Sans pénurie de séquences archivistiques en noir et blanc et en couleur, le récit se réunit de manière cohérente et chronologique. En commençant par les Nournalsclippings de ses années d'enfance, nous apprenons qu'Asher était toujours sous les projecteurs. Alors qu'il passait d'un acteur à une pop star à un producteur à un manager, l'histoire est détaillée par une myriade de personnages de soutien. De nouvelles et anciennes interviews avec des gens comme les sœurs d'Asher Jane et Clare, Steve Martin, Robin Williams et Ronstadt sont tous si simples mais nonchalants; Leur ton de fait ne laisse pas de place pour interroger les yeux et les capacités artistiques d'Asher.

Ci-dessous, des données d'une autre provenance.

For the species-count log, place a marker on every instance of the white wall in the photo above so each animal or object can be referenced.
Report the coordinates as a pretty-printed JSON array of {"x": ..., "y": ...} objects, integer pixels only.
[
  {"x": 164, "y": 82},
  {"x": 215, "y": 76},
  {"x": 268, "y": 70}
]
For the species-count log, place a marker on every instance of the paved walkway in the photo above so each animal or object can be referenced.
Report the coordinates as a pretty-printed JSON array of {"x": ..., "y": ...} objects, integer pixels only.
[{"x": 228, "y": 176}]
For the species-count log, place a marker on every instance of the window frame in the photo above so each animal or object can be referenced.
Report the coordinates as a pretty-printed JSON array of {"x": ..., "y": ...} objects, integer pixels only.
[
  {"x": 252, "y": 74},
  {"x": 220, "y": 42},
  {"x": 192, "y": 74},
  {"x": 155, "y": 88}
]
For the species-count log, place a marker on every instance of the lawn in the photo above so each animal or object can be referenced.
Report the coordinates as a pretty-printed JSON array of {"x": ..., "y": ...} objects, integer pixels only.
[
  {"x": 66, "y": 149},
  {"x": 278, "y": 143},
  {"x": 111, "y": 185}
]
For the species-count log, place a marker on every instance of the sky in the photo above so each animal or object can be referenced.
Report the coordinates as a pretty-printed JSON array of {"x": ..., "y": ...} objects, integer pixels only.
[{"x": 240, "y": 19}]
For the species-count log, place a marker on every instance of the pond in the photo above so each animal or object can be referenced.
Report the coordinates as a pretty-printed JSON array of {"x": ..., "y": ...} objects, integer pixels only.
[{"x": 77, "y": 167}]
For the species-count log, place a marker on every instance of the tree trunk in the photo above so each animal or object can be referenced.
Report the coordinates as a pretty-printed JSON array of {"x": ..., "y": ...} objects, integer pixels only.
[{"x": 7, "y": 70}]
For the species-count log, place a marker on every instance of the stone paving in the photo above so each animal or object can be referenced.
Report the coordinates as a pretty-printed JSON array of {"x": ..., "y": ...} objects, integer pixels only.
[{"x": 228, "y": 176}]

Insuilant l'influence des émissions en direct d'Asher, le film emprunte des clips de diverses performances au fil des ans, s'ancrelant dans son début musical avec Gordon Waller. Pourtant, en raison des pivots rapides dans les visuels et le ton, il est difficile de se connecter avec leur chute, en particulier en sachant qu'Asher a pu évoluer sans autant une étape de bégaiement. Peut-être que ce montage accrocheur est déterminé à refléter le style de vie rapide d'être un professionnel de la musique, mais il garde malheureusement l'histoire superficielle. Goldfine et Galler tentent de tisser dans une réflexion ancrée en invitant leurs sujets sur la consommation importante de drogues dans l'industrie au cours des années 1960-1980; J'irais même aussi loin pour affirmer qu'une partie de l'énergie décontractée et idiote de certains intervieweurs découle de leur amour de la Ganja. La bande-son du film a été sélectionnée par cerise du vaste catalogue en constante évolution d'Asher. Bien qu'un peu long, «Everywhere Man: The Lives and Times of Peter Asher» est un tour nostalgique de ce qu'il signifiait autrefois être une vraie rockstar.